Lack of diversity in these clinical trials may stem from long-standing medical distrust on the part of minority communities, but the problem may be compounded by cost (in particular hidden costs for such requirements as fuel, parking, meals, and lodging), poor health literacy, lack of information, language barriers, limited accessibility, and implicit biases against minorities.⁵ Another possible explanation is the lack of diversity among principal investigators who can obtain funding, since such diversity might curtail bias in recruitment of participants from underrepresented populations. Despite these barriers, federal law (Public Health Service Act sec. 492B, 42 U.S.C. sec. 289a-2) and National Institutes of Health (NIH) policy (NOT-OD-18-014) mandate inclusion of minorities in NIH-funded research. Furthermore, NIH-defined phase 3 clinical trials are required to report outcomes stratified according to sex or gender and according to race and ethnicity unless data are presented to suggest that differences are unlikely to be observed. These requirements, as well as the principle of justice, demand equitable selection and enrollment of participants and detailed presentation of demographic data and outcomes.

Yet the remdesivir studies failed to provide equal representation of Black, Latinx, and Native Americans, and the ACTT-1 investigators have yet to provide outcome data according to sex or gender, race, and ethnicity.

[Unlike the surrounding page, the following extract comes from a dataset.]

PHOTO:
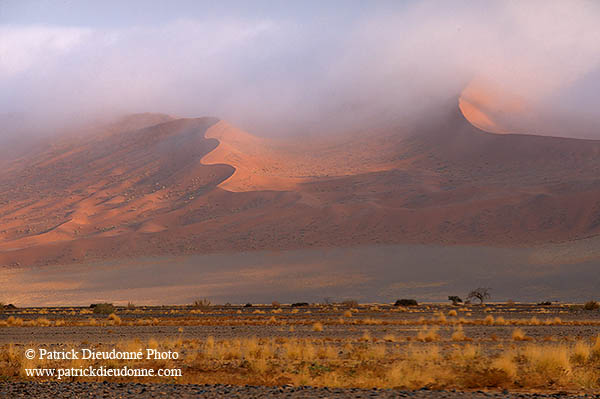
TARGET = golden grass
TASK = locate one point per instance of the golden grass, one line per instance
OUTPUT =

Multivariate analysis of the Gilead study suggested that both Black race and White race were associated with shorter time to clinical improvement,⁴ but these results are unreliable because of the low number of Black participants. It is alarming that long-standing racial health disparities have been extended to Covid-19 clinical trials when racial and ethnic minority groups have so much to gain from this research, including the opportunity to receive lifesaving treatment.

To provide the necessary data for generalizing efficacy and safety outcomes across racial groups, Covid-19 clinical trials must prioritize inclusion of patient populations that reflect the demographics of the ongoing pandemic, especially in the United States, and funding for scientists from underrepresented ethnic groups must be increased. Appropriate random sampling and the expansion of clinical trial sites to vulnerable communities with high-risk patients would improve the representativeness of samples. Furthermore, standardized reporting of race and ethnicity categories would allow for improved assessment of the generalizability of evidence-based interventions.

In addition, we believe that sponsors, regulatory agencies, research funders, medical journals, and peer reviewers have a responsibility to ensure that clinical trials satisfy the requirements of the aforementioned federal law and NIH policy and present all demographic data. These groups can deem it unacceptable for proposals or manuscripts to fail to justify the demographic makeup of a study population. Researchers will have to consider strategies for recruiting participants from underserved groups by proactively addressing the possibility or fear of exploitation. To improve the response to Covid-19 and allocate resources appropriately, states and municipalities will need to report race and ethnicity data on cases and deaths promptly, while Covid-19 clinical trials incorporate marginalized communities by targeting populations at greatest risk — most notably, Black, Latinx, and Native American.